I have a function, as described below, where I want to write the same behavior as written in line (1)
with non-temporal store
. Is the usage of _mm_stream_si64
in line (2)
a correct way to reproduce line (1)
?
void func(void *dest, void *src){
(1) *(void **)(dest) = src;
(2) _mm_stream_si64(dest, src);
}
I am not entirely sure I am using _mm_stream_si64
correctly because supposedly it expects __int64
type as a second parameter (_mm_stream_si64(__int64* mem_addr, __int64 a)
). Though for mem_addr
, I hope using void *
should be fine.
Or is there any other intrinsic store I could use?
It's only correct in 64-bit mode, where a void*
is 64-bit. But then yes, that's correct. It's an 8-byte alignment-required store that's strict-aliasing safe (it doesn't care about C types, only bytes of memory, like memcpy but with an alignment requirement.) So it's definitely safe if dst
was correctly aligned to hold a void*
.
Although movnti
with 64-bit operand-size is only available at all in 64-bit mode, so the only time that would compile but be wrong is with gcc -mx32
(32-bit pointers in 64-bit mode.)
You should include a static_assert( sizeof(src) == sizeof(int64_t) )

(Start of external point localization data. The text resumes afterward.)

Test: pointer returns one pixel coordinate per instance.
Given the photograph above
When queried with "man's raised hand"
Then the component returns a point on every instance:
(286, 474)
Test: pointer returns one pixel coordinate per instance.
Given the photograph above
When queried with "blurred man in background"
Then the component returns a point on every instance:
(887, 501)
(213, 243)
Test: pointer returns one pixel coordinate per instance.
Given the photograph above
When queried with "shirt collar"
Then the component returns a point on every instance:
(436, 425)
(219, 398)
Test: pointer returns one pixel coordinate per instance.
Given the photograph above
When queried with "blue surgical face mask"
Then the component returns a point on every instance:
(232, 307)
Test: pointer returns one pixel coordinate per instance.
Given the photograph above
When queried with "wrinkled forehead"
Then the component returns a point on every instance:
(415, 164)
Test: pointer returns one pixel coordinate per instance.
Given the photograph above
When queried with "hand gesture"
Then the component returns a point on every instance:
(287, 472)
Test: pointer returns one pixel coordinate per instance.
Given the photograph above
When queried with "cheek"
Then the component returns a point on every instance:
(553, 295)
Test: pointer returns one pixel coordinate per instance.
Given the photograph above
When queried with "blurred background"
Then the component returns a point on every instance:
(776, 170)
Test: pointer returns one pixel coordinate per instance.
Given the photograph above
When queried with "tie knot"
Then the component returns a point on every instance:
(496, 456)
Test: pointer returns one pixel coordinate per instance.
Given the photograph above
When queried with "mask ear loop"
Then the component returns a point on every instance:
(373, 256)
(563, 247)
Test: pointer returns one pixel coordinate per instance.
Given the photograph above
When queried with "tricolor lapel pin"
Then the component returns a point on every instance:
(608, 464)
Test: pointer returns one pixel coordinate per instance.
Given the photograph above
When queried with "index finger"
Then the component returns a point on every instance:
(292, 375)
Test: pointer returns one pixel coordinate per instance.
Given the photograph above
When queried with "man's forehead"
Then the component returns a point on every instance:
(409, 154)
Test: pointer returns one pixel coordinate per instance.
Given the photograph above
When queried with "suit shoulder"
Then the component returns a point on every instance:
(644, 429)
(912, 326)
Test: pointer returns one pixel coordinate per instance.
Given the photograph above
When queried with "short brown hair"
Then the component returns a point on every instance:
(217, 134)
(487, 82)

. Or an if(sizeof(src) == 4)
to select _mm_stream_si32
.
Note that NT stores are generally only efficient if you're writing a full line with NT stores (all 64 bytes of a naturally-aligned 64-byte chunk). So a single movnti
will often be worse for performance unless you're calling this or other wrapper functions for each element of a struct or something.